Actress Jennifer Jones, whom producer and future husband David O. Selznick groomed into a major leading lady in his films, and who later married Norton Simon, died Thursday in Malibu of natural causes. She was 90.
The raven-haired actress was nominated for Oscars five times, winning for her first starring role, in “The Song of Bernadette,” in 1944. Known for her intense performances, Jones was one of Hollywood’s biggest stars of the 1940s and ’50s. But other than her role in 1974 melodrama “The Towering Inferno,” she largely stayed out of the limelight after the 1960s.
Among her most memorable roles were the vixen who vamps with rowdy cowboy Gregory Peck in “Duel in the Sun” and the Eurasian doctor who falls for Korean War correspondent William Holden in “Love Is a Many-Splendored Thing.”
Jones, born Phyllis Isley in Tulsa, Okla., met Selznick when she was 20. She was already married to actor Robert Walker and had appeared in a Republic Western called “New Frontier” and a Dick Tracy serial under her given name.
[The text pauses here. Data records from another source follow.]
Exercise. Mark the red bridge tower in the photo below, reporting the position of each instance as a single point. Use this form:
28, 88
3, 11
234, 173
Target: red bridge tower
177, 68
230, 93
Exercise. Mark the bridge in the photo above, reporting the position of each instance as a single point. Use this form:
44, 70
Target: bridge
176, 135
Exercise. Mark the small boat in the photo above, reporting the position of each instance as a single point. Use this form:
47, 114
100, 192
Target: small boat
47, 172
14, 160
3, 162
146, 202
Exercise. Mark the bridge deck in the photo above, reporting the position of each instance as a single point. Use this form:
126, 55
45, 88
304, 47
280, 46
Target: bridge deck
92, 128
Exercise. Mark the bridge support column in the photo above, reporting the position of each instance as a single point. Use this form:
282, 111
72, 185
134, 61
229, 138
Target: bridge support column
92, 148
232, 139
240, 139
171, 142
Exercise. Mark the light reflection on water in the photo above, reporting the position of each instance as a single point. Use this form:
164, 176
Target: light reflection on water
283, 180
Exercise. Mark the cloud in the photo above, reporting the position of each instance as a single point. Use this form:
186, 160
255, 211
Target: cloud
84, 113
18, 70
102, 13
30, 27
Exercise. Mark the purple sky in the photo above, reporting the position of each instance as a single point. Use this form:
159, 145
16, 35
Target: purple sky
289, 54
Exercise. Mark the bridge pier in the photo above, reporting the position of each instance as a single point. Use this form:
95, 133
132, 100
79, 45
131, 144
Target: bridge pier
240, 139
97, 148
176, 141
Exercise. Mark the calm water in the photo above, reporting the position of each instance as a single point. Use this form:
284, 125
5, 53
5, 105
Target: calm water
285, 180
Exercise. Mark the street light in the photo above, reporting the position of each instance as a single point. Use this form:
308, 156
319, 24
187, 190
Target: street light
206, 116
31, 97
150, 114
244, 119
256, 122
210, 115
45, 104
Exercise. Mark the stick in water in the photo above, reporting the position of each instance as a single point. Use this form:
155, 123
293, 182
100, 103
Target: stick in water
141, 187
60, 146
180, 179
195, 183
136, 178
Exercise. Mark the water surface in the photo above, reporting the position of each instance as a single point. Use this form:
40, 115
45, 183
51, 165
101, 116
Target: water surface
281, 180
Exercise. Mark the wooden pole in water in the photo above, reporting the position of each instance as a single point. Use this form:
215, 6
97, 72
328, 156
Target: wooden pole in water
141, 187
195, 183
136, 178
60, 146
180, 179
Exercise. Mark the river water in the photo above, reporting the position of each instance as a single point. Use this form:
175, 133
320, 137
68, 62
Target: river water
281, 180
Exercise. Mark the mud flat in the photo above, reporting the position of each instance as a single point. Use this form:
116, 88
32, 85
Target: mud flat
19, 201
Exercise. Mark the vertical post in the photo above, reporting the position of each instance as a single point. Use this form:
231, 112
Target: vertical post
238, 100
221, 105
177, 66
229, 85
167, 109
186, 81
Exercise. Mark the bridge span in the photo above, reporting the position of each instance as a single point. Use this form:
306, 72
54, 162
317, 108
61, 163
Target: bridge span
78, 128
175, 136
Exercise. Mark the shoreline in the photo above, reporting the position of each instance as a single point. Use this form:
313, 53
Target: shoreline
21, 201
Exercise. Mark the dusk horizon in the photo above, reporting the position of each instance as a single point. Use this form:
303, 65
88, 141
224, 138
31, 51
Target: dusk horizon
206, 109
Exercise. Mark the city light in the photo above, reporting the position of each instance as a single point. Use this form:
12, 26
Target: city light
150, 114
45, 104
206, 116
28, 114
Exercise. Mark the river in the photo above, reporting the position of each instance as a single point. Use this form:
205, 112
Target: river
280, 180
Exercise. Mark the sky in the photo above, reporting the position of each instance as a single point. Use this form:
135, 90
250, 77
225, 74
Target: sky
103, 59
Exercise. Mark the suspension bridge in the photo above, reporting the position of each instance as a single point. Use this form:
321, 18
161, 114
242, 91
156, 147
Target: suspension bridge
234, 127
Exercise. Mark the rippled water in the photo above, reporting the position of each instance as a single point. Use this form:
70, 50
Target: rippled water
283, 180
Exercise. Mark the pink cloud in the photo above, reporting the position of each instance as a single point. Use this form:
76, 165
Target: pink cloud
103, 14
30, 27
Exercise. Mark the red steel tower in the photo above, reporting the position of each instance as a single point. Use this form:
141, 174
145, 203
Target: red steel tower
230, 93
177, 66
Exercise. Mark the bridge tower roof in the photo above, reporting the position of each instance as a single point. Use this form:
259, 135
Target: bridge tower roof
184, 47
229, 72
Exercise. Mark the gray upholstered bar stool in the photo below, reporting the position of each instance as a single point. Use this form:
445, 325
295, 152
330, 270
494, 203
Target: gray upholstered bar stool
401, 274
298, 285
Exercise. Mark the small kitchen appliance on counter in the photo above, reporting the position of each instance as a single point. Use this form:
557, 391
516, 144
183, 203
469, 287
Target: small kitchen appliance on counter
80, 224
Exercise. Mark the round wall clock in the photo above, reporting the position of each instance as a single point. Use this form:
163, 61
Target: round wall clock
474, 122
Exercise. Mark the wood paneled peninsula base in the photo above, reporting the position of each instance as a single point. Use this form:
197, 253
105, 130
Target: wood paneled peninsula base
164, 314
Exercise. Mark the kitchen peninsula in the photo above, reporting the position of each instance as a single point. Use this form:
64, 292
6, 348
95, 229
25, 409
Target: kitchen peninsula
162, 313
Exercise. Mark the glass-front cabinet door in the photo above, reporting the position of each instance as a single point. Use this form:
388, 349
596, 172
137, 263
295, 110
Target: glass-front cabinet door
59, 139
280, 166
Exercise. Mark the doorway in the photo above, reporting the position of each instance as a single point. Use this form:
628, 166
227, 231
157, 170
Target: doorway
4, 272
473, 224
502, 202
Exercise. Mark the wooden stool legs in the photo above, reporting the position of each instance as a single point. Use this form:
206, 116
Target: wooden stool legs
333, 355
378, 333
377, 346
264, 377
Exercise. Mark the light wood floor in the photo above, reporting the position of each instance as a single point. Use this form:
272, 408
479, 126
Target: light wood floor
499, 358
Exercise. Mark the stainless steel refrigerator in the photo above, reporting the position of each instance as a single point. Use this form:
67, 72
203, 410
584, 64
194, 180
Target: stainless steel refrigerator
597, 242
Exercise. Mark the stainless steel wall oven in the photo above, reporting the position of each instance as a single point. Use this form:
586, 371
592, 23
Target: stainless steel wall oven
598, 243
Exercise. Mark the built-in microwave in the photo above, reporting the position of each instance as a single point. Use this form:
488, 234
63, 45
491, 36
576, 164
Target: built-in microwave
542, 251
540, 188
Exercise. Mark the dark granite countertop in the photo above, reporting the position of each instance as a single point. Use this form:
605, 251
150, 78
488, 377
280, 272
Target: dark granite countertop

Her parents, who owned the Isley Stock Co., had allowed her to move to New York to attend the American Academy of Dramatic Arts when she was 18. A year later she met and married Walker, and they trekked to Hollywood for their honeymoon.
Selznick met her after an audition for the film version of “Claudia” and took her under his wing, arranging for her to study with Sanford Meisner of the Group Theater and giving her a four-year publicity build-up, capped by her debut role in “Song of Bernadette” as the peasant girl of Lourdes who witnesses a miracle. “It is an inspirationally sensitive and arresting performance” was Variety‘s assessment of the role.
She was next cast in the Selznick-penned wartime romance “Since You Went Away,” for which she received a second Oscar nom as supporting actress. Her co-star/romantic interest was husband Walker, from whom she was separating amid fan magazine rumors of her affair with mentor Selznick. Jones’ third Acad nom in a row came for “Love Letters.”
The 1946 overblown Western “Duel in the Sun” drew Jones yet another nomination as the passionate “half-breed” Pearl Chavez. In 1949, after Selznick obtained a divorce from his first wife, Irene Mayer Selznick, he and Jones were finally married. But Jones’ career curiously began to careen downhill as Selznick took great pains to cast her in usually heavy-handed “important” literary adaptations.
There were high points in Jones’ later career, like Vincente Minnelli’s underrated version of Flaubert’s “Madame Bovary,” with Jones doing a fine turn as a dreamy-eyed and tragic Emma Bovary. And she was deliciously wry in John Huston’s noir comedy “Beat the Devil” from a Truman Capote script.
Her performances were less successful in the film version of Theodore Dreiser’s “Carrie” and in “The Barretts of Wimpole Street.” Her Broadway debut in a stage adaptation of Henry James’ “Portrait of a Lady” ran only a week.
She had a few hits in the 1950s, including the sudsy Technicolor “Love is a Many-Splendored Thing” opposite William Holden and a remake of Hemingway’s “A Farewell to Arms.” Her later films included another “Tender Is the Night” and the lesser-known pics “The Idol” and “Angel, Angel Down We Go.”
Selznick died in 1965, and two years later, upon learning of the death of an old friend, actor Charles Bickford, Jones tried to kill herself with an overdose of sleeping pills. In 1976, her only daughter by Selznick jumped from the roof of a high-rise.
By then, she had married industrialist Norton Simon in 1971 and made a rare foray back to the screen in disaster melodrama “The Towering Inferno.” In 1989, with Simon in failing health, Jones took control of her husband’s Pasadena-based Norton Simon Museum, serving as chair of the board. She initiated the museum’s gallery renovation and spearheaded outreach initiatives.
She is survived by a son, eight grandchildren and four great-grandchildren.